His Honour noted previous cases where, though no contract had been executed, by the parties proceeding to perform  the work, a contract had been formed. In relation to the formation of a contract, His Honour said:

94 In any determination as to whether a binding contract exists, it is the objective intent of the parties, as revealed in the factual context, that is the paramount consideration. The fact of agreement and its content is to be determined by the communications between the parties considered objectively. It is also legitimate to consider the factual context in which the communications took place. Regard may also be had to communications between the parties subsequent to the date of the alleged contract, at least to the extent to which those communications may inform the meaning of the language used by the parties in earlier exchanges between them which evidenced the fact of agreement and its content and defined the commercial context.

95 The subjective intention of the parties, as it may be expressed, for example in internal memoranda, or statements made by individuals as to as to subjective intention in the course of giving evidence, is generally inadmissible. However, in some circumstances such expressions of intention may amount to admissions and be admissible on that basis. However, care needs to be exercised in determining the content of any such admission.

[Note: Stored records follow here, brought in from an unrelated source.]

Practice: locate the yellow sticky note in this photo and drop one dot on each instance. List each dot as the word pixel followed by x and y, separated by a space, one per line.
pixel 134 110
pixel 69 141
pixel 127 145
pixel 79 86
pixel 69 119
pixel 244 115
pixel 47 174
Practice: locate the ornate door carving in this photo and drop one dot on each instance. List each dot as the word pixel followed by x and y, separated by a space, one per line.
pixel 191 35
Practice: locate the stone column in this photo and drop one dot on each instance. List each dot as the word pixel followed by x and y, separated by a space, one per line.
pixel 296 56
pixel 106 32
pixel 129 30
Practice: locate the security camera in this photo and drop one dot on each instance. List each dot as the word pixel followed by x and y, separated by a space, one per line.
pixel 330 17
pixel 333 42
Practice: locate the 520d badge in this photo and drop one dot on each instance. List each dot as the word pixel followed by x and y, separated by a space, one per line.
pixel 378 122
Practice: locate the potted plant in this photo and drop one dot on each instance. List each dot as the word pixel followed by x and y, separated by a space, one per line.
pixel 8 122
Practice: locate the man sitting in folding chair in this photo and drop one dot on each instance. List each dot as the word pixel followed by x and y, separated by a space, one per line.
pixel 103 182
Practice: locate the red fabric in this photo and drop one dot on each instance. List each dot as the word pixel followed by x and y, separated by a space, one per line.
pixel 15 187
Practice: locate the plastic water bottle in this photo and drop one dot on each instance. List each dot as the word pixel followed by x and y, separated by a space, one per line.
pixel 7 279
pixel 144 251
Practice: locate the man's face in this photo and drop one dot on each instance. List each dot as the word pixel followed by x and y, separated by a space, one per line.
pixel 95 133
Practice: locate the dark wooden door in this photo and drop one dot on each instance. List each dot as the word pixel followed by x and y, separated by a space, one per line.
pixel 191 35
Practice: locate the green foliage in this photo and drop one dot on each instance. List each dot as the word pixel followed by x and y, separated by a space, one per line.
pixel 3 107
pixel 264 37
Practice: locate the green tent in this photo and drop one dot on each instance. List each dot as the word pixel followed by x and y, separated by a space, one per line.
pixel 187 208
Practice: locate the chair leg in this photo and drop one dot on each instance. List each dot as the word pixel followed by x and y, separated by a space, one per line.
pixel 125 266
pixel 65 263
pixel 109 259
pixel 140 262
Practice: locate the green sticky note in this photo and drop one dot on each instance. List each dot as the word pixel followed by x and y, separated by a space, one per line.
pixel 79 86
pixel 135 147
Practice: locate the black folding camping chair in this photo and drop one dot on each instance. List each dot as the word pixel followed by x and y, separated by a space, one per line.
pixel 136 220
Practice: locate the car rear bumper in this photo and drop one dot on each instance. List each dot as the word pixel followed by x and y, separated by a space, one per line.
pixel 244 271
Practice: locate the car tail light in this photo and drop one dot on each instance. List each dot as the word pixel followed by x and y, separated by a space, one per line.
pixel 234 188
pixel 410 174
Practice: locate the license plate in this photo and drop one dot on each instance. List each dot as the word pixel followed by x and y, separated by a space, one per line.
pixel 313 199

His Honour considered the so-called “fourth class” of cases discussed in Masters v Cameron, where parties are content to be bound immediately and exclusively by the terms which they had agreed upon while at the same time expecting to make a further contract in substitution for the first contract, containing, additional negotiated terms, referring to Lord Loreburn, in Love & Stewart v S Instone & Co:

 

It was quite lawful to make a bargain containing certain terms which one was content with, dealing with what one regarded as essentials, and at the same time to say that one would have a formal document drawn up with he full expectation that one would by consent insert in it a number of further terms. If that were the intention of the parties, then a bargain had been made, none the less that both parties felt quite sure that the formal document could comprise more than was contained in the preliminary bargain.

 

 

His Honour concluded:

 

In my opinion, the parties reached agreement in this case in conformity with the fourth limb of Masters v Cameron as described by the High Court in Sinclair Scott. Their conduct clearly manifested an intention to elevate their commercial relationship beyond the clutches of the third class. …. By early May 2008 the parties reached finality in arranging all the terms of their bargain and intended to be immediately bound to the performance of those terms. At the same time the parties proposed to make a further contract in substitution for the first contract, containing negotiated additional terms relating to dates for practical completion of the three Sub-contracts and agreed milestone dates, upon which it was intended that the Sub-contracts would be formally executed……. 117 The factual analysis I have described, involving as it does the application of the fourth limb of Masters v Cameron, also goes to explain the negotiations between the parties which continued from early May 2008 as to dates for practical completion and milestone dates. What the parties were not about during this period was negotiating towards a set of original binding Sub-contracts, for by early May 2008 they were already bound to a concluded, but limited suite of bargains. What they were about was the negotiation of a new set of Sub-contracts in substitution for the already binding ones. The fact that the parties continued to negotiate for an alternative regime of dates, and this continued beyond early May 2008, had no bearing on the concluded bargains which were already in place. ……

 

In the light of the conduct described, I find it irresistible to conclude otherwise than implied contracts on the terms of the three Sub-contracts are to be inferred from the evidence and that these implied contracts operated to govern the Skilled works on the Project from the outset of their engagement.

 

His Honour concluded, therefore, that concluded subcontracts had been formed. Though no longer required, His Honour further concluded that, were it not possible to imply the existence of binding agreements, Skilled would have been estopped from denying the existence of the agreements as reflected in the three subcontracts.